|
|
|
Editör'den : Ressamı bu olanın!.. |
İyi haftalar
Epeyce bir süredir ciddi ciddi kafa yoruyorum. İçinden çıkmaya imkan yok. İyilik te kötülük te insanlar için, böyle öğrendik. İyi olmayı, saygın olmayı, sevmeyi sevilmeyi anlamak mümkün. Özeti, iyi olursan iyilik bulursun. Peki ya kötülük? Kötü olursan mı kötülükle yatar kalkarsın yoksa kötüyle yatıp kalktığından mı kötü olursun? Hayır, saçmalamıyorum, kafayı da yemedim. Sadece ağzımdan çıkması muhtemel kötü sıfatların önünü kesmeye gayret ediyorum.
Şu yanda haşmetiyle duran fotografa iyi bakın. Televizyonlarda da görmüşsünüzdür. İki herifin de elinde silah var. İşsiz güçsüz takımından oldukları besbelli. Ya da işleri bu. Suça bulaşmak kaderleri. İyi de, bugüne kadar kendi kapsama alanlarının dışına bulaşmaya yeltenemeyen bu adamları, elde silah terörist namzetlerini kovalar hale getiren kim? Siz kendinizi yormayın, ben söyleyeyim. Memleketi yedi yılda nefret girdabına yuvarlayan son padişah ve onun artık yalama olmuş şürekası. Hiç kendinizi aldatmayın. İçine gömüldüğümüz manzaranın ressamları bunlar. Ressamları bu olanların burnu da b.ktan kolay kurtulamaz!..
Mümtazer Türköne'den başka kuş tanımam diyen RTÜK, gerekirse arkadan dolanıp puan alacak YÖK başkanları, aslen hukukçu, soldan sağa yatay geçiş yaparken dengesi bozulan, anayasa mahkemesini bile tanımayan bir kültür bakanı, itiraf eden pkklılara bile inanmayıp "onlar yapmamıştır, arkada başka örgüt vardır canım." diyebilecek kadar basitleşebilen büyük başlar, hepsi bu manzaranın üstü boyanası, jiletle kesip çıkarılası parçaları. Hâlâ tereddütleriniz varsa, yuh olsun size.

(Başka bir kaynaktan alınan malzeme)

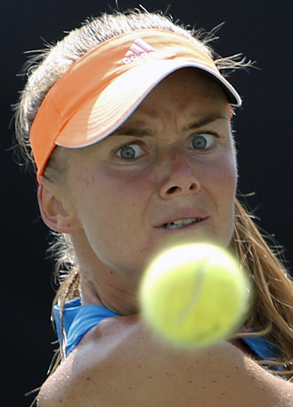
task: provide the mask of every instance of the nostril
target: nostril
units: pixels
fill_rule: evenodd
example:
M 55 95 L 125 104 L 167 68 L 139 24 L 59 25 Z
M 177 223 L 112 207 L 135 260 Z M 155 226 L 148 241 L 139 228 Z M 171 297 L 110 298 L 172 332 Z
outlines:
M 175 192 L 177 189 L 181 189 L 178 186 L 172 186 L 171 188 L 169 188 L 168 190 L 167 193 L 168 194 L 173 194 L 174 192 Z

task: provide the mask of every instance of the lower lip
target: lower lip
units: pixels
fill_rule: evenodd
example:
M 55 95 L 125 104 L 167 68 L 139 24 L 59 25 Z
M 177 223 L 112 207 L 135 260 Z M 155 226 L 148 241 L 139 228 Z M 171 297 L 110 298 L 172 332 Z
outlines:
M 206 218 L 202 219 L 199 222 L 194 222 L 193 223 L 189 223 L 189 225 L 185 225 L 182 228 L 179 228 L 178 229 L 167 229 L 166 228 L 163 228 L 162 227 L 155 228 L 155 229 L 159 230 L 160 232 L 164 232 L 165 233 L 174 233 L 176 232 L 180 232 L 181 230 L 187 230 L 187 229 L 196 229 L 197 228 L 200 228 L 206 223 L 209 217 L 208 217 Z

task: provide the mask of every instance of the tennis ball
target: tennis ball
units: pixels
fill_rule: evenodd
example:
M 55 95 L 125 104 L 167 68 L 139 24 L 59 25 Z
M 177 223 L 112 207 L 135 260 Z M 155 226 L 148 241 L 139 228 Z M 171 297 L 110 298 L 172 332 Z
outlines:
M 227 339 L 248 310 L 247 278 L 228 252 L 192 244 L 168 250 L 143 276 L 141 316 L 175 346 L 207 347 Z

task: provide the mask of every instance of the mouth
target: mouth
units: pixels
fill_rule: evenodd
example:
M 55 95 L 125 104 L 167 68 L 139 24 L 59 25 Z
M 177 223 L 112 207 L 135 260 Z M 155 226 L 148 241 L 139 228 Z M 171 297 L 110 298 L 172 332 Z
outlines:
M 164 223 L 159 229 L 167 230 L 182 229 L 189 228 L 195 223 L 198 224 L 208 219 L 208 217 L 205 218 L 189 218 L 187 219 L 178 219 L 176 221 Z

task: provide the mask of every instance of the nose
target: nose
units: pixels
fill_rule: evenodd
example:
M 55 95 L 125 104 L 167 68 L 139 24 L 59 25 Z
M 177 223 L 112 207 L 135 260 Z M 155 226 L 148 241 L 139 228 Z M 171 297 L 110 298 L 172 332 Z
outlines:
M 195 163 L 191 166 L 188 159 L 180 151 L 174 151 L 167 159 L 169 168 L 161 185 L 159 195 L 163 199 L 197 193 L 200 184 L 195 171 Z M 167 160 L 166 157 L 164 160 Z

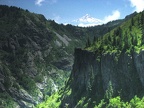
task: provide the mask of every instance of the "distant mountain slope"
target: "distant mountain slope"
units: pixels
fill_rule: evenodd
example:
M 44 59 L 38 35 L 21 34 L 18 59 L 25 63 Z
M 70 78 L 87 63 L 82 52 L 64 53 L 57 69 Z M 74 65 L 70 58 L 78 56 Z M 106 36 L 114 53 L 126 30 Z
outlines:
M 111 100 L 115 96 L 126 102 L 144 96 L 144 12 L 129 18 L 85 49 L 75 50 L 59 107 L 115 108 L 118 105 L 108 106 L 118 102 Z
M 64 86 L 74 48 L 100 37 L 124 20 L 82 28 L 0 5 L 0 106 L 32 107 Z

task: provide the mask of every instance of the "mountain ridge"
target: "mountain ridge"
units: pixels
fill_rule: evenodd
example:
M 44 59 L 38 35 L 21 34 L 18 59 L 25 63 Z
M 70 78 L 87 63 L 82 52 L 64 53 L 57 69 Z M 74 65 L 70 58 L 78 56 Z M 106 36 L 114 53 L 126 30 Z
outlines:
M 82 28 L 57 24 L 43 15 L 1 5 L 1 106 L 34 107 L 51 96 L 69 77 L 74 48 L 84 48 L 88 38 L 92 42 L 122 21 Z

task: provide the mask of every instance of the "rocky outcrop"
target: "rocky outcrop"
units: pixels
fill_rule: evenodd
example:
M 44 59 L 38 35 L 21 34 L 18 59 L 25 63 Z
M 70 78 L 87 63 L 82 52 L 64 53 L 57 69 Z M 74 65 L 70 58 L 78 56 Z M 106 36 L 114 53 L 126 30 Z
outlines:
M 96 55 L 82 49 L 75 50 L 73 70 L 68 84 L 72 89 L 70 101 L 73 108 L 81 97 L 99 101 L 105 97 L 110 84 L 113 96 L 120 95 L 124 100 L 134 95 L 140 96 L 144 87 L 144 51 L 137 54 L 121 52 Z

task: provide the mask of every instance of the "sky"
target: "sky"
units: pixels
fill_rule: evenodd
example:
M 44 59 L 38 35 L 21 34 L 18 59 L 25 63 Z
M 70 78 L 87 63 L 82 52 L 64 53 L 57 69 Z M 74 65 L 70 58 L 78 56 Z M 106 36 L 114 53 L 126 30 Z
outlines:
M 59 24 L 81 27 L 123 19 L 144 10 L 144 0 L 0 0 L 0 4 L 43 14 Z

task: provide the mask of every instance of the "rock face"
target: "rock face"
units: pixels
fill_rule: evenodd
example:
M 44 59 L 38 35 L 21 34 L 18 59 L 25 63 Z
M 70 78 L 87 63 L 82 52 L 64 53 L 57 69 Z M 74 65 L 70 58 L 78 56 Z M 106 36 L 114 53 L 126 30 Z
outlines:
M 110 84 L 113 96 L 120 95 L 123 99 L 131 99 L 141 95 L 144 87 L 144 51 L 127 55 L 102 54 L 76 49 L 73 70 L 69 79 L 72 89 L 69 106 L 73 108 L 82 96 L 104 98 Z M 75 94 L 75 95 L 74 95 Z

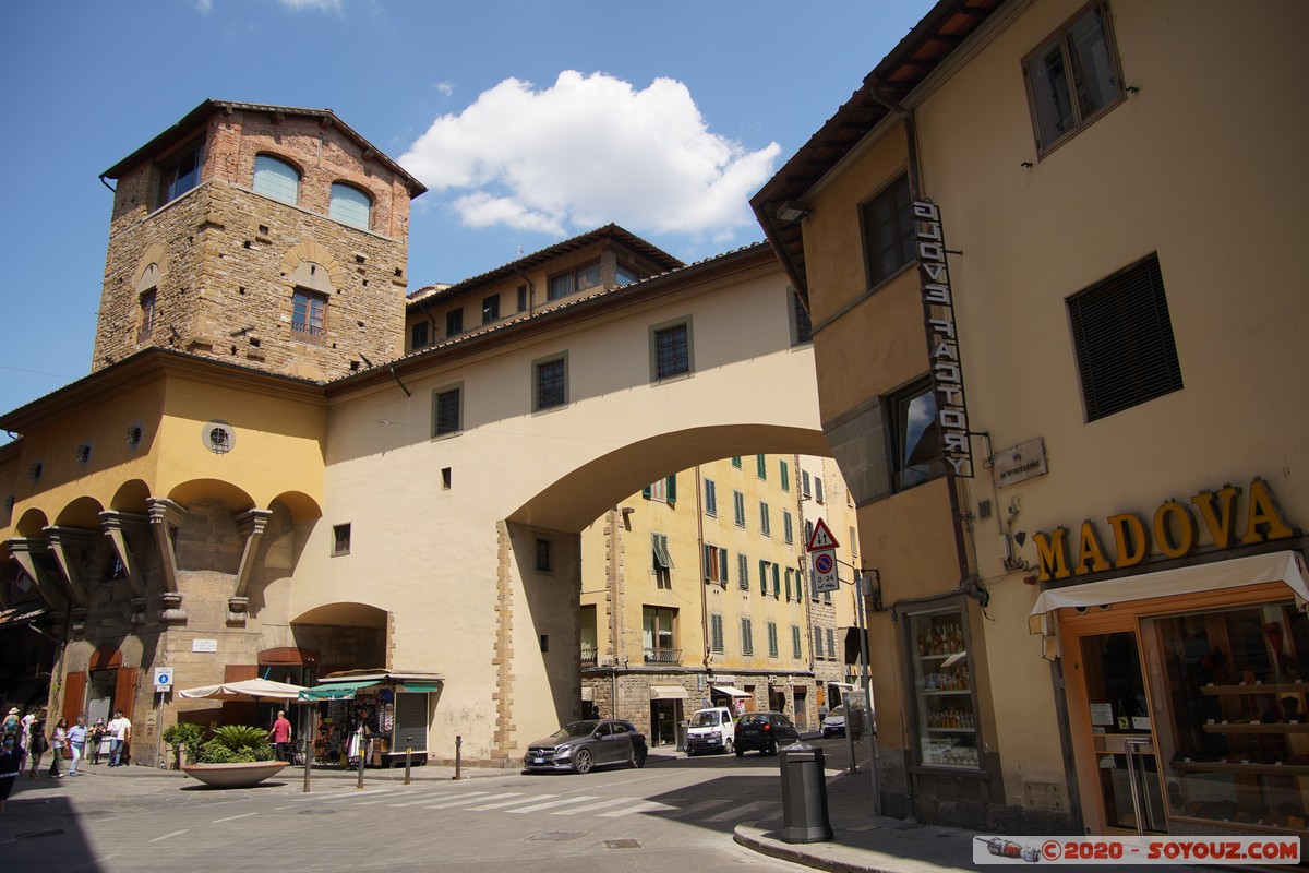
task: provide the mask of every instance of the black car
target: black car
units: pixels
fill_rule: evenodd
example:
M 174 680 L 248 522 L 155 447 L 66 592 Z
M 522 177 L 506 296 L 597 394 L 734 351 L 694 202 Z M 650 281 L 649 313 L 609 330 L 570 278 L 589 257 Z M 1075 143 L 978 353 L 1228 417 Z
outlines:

Daha birkaç gün önce "Kan üzerinden siyaset yapmak"la suçlamıştı muhalefeti hazret. "Analar ağlamasın" diye diye anaların anasını ağlattığı yetmiyormuş gibi, daha yedi fidanın kanları kurumadan, olayın bir komplo olduğundan bahsetti tüm şeref fakirleri. Kan üzerinden siyaset yapmak budur padişahım heybetlim. Ha, bildiğin birşeyler varsa söyle öğrenelim, yoksa kapa çeneni sus konuşma.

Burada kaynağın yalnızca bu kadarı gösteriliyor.